Both top tiers require responses, which are otherwise optional. FHA allows rebuttals for any findings.

Other types of underwriting findings not impacting eligibility or approval for insurance fall into the third tier as are those in servicing that "do not impact FHA."

Also in the third tier are certain violations of the Department of Housing and Urban Development's policy "where FHA can determine compliance with federal and/or state laws and regulations that govern servicing generally."

The fourth tier "is primarily used for findings of fraudulent or materially misrepresented information about which the mortgagee did not know or could not have known." Also in this category are "minor data integrity issues" in underwriting that don't affect eligibility or approval.

All fraud findings will be investigated "regardless of severity."

Life-of-loan indemnification is the only remedy for the first tier, but those in the second may have some alternatives.

"In some cases, multiple remedies may be necessary," according to the FHA.

The FHA also laid out some "general factors" for what will determine the term of an indemnification where flexibility is allowed.

A one-year term is possible for servicing defects only in cases where the loan is performing at the time of review and there is "documentation of a good faith effort to mitigate the finding but it is unsuccessful due to circumstances beyond the servicer's control."
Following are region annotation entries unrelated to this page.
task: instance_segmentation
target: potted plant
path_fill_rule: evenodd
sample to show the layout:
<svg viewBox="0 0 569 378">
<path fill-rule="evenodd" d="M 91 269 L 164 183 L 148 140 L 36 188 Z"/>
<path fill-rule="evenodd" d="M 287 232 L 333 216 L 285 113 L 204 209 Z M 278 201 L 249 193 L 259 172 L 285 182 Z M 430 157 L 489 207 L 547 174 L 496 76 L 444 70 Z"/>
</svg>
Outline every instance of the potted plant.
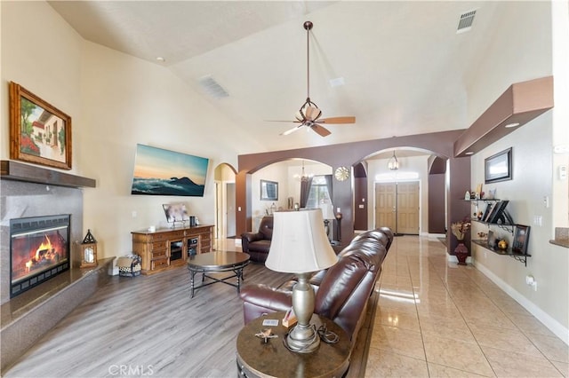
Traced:
<svg viewBox="0 0 569 378">
<path fill-rule="evenodd" d="M 470 230 L 470 219 L 465 218 L 461 222 L 454 222 L 451 224 L 453 234 L 459 240 L 458 246 L 454 248 L 454 256 L 459 260 L 459 265 L 466 265 L 466 259 L 469 256 L 469 248 L 464 245 L 462 240 Z"/>
</svg>

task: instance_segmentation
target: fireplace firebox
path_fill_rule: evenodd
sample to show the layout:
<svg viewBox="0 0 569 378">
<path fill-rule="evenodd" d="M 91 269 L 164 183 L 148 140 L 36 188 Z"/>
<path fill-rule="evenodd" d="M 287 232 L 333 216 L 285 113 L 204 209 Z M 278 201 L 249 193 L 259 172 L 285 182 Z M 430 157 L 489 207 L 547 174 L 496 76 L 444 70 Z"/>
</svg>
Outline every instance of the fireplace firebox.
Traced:
<svg viewBox="0 0 569 378">
<path fill-rule="evenodd" d="M 10 220 L 10 297 L 69 269 L 68 214 Z"/>
</svg>

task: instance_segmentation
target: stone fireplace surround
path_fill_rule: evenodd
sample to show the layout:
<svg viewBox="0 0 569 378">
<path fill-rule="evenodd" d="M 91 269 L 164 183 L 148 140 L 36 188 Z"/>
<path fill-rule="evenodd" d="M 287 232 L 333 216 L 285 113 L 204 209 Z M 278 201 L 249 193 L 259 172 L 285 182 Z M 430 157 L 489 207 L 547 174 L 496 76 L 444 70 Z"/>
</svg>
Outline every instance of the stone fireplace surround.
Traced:
<svg viewBox="0 0 569 378">
<path fill-rule="evenodd" d="M 71 215 L 71 268 L 10 299 L 10 219 L 60 214 Z M 81 187 L 6 179 L 3 169 L 0 180 L 1 371 L 108 280 L 107 272 L 112 258 L 100 260 L 95 268 L 79 268 L 83 232 Z"/>
</svg>

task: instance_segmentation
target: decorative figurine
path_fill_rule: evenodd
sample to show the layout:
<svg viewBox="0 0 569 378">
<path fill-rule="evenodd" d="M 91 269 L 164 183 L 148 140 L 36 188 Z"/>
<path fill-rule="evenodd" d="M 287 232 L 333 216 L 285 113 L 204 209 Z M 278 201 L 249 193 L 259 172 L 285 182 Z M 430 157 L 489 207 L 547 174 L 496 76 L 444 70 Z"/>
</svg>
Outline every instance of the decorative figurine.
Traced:
<svg viewBox="0 0 569 378">
<path fill-rule="evenodd" d="M 273 334 L 272 328 L 264 329 L 260 333 L 255 334 L 255 336 L 264 339 L 265 343 L 267 343 L 268 339 L 274 339 L 275 337 L 278 337 L 278 335 Z"/>
</svg>

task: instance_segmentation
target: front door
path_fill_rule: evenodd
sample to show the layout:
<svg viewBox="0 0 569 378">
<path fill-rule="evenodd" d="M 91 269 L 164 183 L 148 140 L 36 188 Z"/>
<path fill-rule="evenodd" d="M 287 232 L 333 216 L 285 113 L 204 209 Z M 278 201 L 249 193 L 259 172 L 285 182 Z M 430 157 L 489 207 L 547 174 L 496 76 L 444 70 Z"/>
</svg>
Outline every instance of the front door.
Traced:
<svg viewBox="0 0 569 378">
<path fill-rule="evenodd" d="M 419 234 L 419 182 L 375 184 L 375 227 Z"/>
<path fill-rule="evenodd" d="M 375 183 L 375 228 L 389 227 L 395 232 L 397 188 L 396 183 Z"/>
</svg>

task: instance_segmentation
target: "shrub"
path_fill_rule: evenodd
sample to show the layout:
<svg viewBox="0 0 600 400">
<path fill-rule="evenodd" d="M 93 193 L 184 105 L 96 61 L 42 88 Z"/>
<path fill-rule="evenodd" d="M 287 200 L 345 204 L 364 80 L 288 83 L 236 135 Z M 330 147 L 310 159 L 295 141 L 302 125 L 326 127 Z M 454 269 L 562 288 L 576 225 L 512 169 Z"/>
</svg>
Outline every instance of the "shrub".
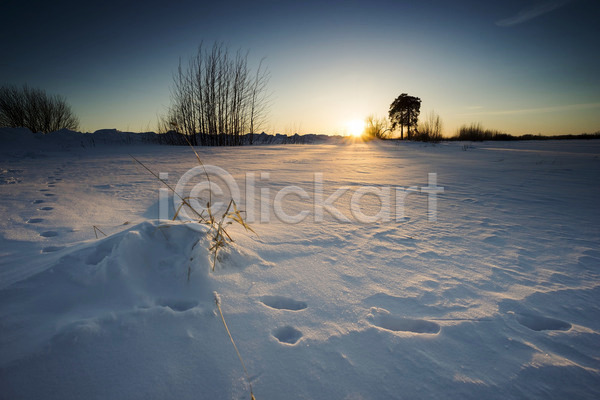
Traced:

Five-year indemnifications may be a response to servicing defects that are similar but involve a delinquent loan, or "an improperly completed mortgage assumption for a borrower who was not credit qualified."

Also in that category are underwriting defects related to "violations related to the borrower's credit or income, which impact the borrower's creditworthiness or capacity to repay the loan."

Five-year indemnifications may additionally address issues where there was "noncompliance with FHA requirements for verifying and documenting sufficient funds from an acceptable source to facilitate closing or for determining the assets used to qualify."

Circumstances other than fraud or material representation that require life-of-loan indemnification include servicing defects related to an FHA determination on a loan in conveyance or a claim status that involves the improper completion of a home disposition.

Also requiring lifelong indemnification are underwriting defects related to violations regarding the property's valuation or eligibility, certain borrower requirements and policy violations related specifically to Home Equity Conversion Mortgages.